I mentioned this in Raul's polishing thread, but for your first cut try a coarse cotton wheel (Optional) and black emery compound. The black compound it the most coarse and is good for initial cut. I start with the black, then go to Tripoli brown, and finish with White Rouge (white stick). I do a final hand buff with Simichrome and an old flannel shirt (I'm afraid my grunge rock days are over..).
Hope this helps!
(Edit: I re-posted the guide to polishing compounds here:)
Emery Cake: Contains an emery abrasive, providing a sharp, fast cutting action for removal of rust or scale from iron, steel, or other metals.
Tripoli Brown: Brown compound for buffing aluminum, pewter, brass, copper, wood, bone, plastics, painted, and other soft surfaces.
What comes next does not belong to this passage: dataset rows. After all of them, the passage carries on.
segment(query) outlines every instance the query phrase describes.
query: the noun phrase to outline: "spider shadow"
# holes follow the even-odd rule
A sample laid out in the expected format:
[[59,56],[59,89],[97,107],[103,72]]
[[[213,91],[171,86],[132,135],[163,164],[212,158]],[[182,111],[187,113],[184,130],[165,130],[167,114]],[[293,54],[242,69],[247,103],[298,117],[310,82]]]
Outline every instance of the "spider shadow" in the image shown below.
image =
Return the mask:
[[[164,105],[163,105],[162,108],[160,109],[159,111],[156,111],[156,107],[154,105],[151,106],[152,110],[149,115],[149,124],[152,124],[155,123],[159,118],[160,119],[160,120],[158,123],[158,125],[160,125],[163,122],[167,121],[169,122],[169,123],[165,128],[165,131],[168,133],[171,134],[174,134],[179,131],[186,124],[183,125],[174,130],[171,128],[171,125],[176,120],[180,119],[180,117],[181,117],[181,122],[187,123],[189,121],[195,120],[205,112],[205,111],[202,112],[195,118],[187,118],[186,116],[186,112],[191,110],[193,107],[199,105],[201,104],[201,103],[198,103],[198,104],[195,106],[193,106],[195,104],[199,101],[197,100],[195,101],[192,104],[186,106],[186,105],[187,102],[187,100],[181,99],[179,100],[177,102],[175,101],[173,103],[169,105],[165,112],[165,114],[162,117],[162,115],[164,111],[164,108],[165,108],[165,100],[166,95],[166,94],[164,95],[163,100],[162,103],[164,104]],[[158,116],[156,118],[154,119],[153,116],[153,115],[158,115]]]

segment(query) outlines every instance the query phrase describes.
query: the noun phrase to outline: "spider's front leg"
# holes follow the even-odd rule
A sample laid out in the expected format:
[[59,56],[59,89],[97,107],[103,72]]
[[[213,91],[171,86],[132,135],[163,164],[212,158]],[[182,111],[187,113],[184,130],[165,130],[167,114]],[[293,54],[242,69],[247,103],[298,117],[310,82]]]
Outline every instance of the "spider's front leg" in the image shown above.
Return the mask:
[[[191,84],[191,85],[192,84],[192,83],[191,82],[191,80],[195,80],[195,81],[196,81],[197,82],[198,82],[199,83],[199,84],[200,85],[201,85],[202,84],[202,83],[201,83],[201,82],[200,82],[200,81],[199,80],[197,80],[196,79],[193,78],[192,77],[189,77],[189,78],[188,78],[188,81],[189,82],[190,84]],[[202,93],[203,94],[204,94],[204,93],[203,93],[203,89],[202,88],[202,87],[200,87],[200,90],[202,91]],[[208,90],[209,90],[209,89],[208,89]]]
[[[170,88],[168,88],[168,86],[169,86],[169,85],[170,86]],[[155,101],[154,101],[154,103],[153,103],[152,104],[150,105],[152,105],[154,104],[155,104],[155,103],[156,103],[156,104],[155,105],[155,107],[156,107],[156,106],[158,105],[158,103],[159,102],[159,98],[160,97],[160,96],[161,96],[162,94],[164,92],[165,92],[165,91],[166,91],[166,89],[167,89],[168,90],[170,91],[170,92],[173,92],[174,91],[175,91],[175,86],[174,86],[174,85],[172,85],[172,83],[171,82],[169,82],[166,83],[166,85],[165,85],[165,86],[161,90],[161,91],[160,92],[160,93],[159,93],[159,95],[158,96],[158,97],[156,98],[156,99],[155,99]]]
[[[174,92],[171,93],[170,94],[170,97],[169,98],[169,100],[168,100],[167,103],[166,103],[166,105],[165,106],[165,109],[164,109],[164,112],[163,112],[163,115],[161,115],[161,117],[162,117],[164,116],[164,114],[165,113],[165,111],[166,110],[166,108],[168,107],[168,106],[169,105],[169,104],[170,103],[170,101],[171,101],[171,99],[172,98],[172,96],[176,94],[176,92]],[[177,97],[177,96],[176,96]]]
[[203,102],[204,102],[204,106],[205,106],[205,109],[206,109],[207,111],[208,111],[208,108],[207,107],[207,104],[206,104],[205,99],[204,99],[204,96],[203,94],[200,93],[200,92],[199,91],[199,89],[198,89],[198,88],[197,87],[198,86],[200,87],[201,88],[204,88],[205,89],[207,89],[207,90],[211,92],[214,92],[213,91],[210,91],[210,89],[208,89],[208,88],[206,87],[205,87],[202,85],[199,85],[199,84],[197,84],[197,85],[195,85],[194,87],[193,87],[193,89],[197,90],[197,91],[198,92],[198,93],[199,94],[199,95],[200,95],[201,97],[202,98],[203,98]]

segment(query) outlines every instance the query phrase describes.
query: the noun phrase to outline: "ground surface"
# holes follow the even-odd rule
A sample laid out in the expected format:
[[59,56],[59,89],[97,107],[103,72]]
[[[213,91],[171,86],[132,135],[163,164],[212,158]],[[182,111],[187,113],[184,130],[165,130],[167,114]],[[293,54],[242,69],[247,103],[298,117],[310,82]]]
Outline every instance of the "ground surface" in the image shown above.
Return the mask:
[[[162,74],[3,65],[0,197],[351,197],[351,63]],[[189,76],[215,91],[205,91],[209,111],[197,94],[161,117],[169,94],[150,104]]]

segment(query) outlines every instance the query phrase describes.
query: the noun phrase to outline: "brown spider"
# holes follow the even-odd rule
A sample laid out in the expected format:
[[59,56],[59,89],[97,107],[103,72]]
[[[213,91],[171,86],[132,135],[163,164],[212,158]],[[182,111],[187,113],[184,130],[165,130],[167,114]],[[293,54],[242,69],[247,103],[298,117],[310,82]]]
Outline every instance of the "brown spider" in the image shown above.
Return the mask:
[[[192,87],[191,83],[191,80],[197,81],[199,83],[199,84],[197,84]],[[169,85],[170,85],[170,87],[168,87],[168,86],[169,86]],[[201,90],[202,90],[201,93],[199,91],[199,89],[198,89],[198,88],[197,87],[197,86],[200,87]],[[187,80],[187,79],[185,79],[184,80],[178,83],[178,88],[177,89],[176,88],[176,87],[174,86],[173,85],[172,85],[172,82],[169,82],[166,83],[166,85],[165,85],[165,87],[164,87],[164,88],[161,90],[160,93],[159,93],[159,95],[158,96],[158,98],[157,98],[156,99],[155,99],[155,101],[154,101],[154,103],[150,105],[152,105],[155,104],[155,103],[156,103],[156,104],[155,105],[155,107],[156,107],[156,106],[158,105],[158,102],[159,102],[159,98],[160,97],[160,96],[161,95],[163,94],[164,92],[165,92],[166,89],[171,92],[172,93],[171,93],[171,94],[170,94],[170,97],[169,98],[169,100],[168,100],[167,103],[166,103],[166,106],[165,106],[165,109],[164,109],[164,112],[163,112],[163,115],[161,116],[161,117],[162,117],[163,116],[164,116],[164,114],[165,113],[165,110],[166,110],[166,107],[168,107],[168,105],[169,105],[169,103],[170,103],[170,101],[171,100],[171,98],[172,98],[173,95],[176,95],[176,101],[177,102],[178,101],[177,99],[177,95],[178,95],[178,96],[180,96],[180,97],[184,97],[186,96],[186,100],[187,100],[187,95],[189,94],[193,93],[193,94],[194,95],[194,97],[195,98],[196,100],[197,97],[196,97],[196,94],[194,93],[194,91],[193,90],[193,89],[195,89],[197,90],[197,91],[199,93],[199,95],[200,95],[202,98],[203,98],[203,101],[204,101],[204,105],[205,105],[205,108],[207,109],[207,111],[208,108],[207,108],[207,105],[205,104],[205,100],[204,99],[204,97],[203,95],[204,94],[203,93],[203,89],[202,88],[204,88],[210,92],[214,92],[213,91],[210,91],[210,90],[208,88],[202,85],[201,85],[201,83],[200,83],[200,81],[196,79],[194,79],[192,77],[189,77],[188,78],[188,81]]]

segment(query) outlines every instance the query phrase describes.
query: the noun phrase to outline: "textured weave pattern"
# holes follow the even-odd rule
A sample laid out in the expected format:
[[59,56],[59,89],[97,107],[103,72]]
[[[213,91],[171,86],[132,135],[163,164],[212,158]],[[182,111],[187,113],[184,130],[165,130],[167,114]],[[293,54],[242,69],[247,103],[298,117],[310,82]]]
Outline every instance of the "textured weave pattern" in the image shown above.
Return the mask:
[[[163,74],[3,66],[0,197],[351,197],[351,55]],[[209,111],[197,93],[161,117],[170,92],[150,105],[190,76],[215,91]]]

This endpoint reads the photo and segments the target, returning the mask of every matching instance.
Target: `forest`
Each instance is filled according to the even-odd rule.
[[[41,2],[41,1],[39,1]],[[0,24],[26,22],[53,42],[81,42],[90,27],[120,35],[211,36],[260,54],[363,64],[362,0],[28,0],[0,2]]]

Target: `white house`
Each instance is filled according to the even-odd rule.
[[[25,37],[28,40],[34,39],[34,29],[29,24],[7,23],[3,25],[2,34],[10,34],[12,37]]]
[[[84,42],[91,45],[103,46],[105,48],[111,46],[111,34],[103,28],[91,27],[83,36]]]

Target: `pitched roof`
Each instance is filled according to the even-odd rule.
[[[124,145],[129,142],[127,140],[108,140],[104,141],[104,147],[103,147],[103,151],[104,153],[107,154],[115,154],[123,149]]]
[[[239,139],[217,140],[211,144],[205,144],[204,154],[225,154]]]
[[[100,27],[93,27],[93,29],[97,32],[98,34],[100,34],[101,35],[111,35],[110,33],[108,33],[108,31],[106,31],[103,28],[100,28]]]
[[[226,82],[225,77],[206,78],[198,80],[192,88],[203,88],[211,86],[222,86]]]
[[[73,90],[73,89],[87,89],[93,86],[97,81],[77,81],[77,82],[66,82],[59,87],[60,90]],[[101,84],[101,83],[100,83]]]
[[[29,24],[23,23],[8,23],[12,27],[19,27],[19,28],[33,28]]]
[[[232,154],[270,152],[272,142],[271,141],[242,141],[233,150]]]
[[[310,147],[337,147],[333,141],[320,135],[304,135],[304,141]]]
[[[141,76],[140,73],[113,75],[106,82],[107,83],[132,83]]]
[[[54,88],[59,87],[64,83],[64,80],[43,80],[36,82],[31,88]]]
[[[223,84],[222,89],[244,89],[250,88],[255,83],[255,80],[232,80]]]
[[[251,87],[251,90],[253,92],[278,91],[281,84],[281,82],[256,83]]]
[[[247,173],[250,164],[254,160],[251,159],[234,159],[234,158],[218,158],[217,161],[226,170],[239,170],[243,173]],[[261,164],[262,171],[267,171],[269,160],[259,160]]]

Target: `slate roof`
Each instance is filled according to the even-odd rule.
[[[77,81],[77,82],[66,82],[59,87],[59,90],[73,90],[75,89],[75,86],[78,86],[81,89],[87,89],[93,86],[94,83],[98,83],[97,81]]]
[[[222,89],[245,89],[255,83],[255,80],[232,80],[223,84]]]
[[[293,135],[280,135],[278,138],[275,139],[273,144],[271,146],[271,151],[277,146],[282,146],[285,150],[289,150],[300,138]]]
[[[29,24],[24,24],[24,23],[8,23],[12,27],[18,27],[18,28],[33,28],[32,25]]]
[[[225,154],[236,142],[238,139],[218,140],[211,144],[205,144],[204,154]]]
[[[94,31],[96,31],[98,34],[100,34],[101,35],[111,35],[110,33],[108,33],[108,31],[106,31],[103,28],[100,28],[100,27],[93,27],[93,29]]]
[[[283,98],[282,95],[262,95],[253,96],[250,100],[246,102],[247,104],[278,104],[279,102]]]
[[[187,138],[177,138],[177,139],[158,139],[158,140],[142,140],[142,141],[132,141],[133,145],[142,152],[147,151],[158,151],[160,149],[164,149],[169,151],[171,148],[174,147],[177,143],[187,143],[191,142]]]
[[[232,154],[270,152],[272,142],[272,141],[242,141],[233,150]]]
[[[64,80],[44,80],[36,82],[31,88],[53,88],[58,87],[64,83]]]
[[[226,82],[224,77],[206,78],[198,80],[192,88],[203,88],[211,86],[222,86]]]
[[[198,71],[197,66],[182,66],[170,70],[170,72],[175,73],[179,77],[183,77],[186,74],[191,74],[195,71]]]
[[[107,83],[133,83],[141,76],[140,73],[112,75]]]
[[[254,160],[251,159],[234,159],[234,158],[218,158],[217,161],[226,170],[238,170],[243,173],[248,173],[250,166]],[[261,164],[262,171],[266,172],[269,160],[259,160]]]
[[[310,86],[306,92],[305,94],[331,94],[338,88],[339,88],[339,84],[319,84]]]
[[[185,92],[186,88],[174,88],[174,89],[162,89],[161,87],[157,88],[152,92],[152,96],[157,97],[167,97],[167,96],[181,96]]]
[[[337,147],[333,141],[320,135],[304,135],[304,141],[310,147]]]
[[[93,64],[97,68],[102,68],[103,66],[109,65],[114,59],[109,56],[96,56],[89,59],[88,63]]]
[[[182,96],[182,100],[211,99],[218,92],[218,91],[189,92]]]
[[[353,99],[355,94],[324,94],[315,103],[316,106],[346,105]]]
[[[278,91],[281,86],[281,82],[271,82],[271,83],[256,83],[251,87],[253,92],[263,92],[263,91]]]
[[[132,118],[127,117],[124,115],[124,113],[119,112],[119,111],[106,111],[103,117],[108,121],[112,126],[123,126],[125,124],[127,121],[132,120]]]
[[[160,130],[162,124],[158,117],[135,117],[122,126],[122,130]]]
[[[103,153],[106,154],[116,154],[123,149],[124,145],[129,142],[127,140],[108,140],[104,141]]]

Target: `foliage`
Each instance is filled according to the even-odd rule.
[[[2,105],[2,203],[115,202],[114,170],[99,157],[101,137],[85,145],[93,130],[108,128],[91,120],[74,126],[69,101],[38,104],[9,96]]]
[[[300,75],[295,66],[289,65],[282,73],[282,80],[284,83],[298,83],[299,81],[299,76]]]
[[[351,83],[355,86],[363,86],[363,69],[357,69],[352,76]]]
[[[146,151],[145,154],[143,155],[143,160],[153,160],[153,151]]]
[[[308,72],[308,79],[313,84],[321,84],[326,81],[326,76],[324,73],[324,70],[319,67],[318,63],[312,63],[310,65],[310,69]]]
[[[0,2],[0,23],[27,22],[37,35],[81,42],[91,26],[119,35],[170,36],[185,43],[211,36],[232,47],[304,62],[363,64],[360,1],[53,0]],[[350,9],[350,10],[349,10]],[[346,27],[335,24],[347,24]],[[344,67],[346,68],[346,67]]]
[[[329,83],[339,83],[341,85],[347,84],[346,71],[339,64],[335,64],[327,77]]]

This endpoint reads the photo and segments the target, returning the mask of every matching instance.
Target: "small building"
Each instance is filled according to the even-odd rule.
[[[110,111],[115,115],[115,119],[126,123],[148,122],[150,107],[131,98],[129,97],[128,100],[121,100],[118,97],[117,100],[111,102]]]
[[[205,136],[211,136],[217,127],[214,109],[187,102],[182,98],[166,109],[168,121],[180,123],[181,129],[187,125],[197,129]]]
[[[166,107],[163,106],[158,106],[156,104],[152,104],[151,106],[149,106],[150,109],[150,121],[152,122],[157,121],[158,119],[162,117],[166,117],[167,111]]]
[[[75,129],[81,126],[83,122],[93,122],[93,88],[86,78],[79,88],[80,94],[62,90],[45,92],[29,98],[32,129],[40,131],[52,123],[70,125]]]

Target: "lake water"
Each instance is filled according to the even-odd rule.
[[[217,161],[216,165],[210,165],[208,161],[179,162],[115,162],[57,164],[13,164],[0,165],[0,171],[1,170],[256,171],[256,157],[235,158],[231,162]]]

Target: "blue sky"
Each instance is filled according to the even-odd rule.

Red Rouge: Red compound for initial buffing, cleaning for a bright luster on silver plated, gold, sterling and other precious metals.
White Rouge: White rouge buffing compound gives a bright, shiny luster to stainless steel, aluminum, iron, chrome and nickel surfaces.
Green Rouge: Green buffing compound for fine color buffing and light cleaning on all classes of metals. Produces a bright lustrous buffed surface.
Blue Rouge: Blue buffing compound for final high-luster color buffing on gold, silver, sterling, platinum, and other precious metals. Produces a bright, lustrous buffed surface.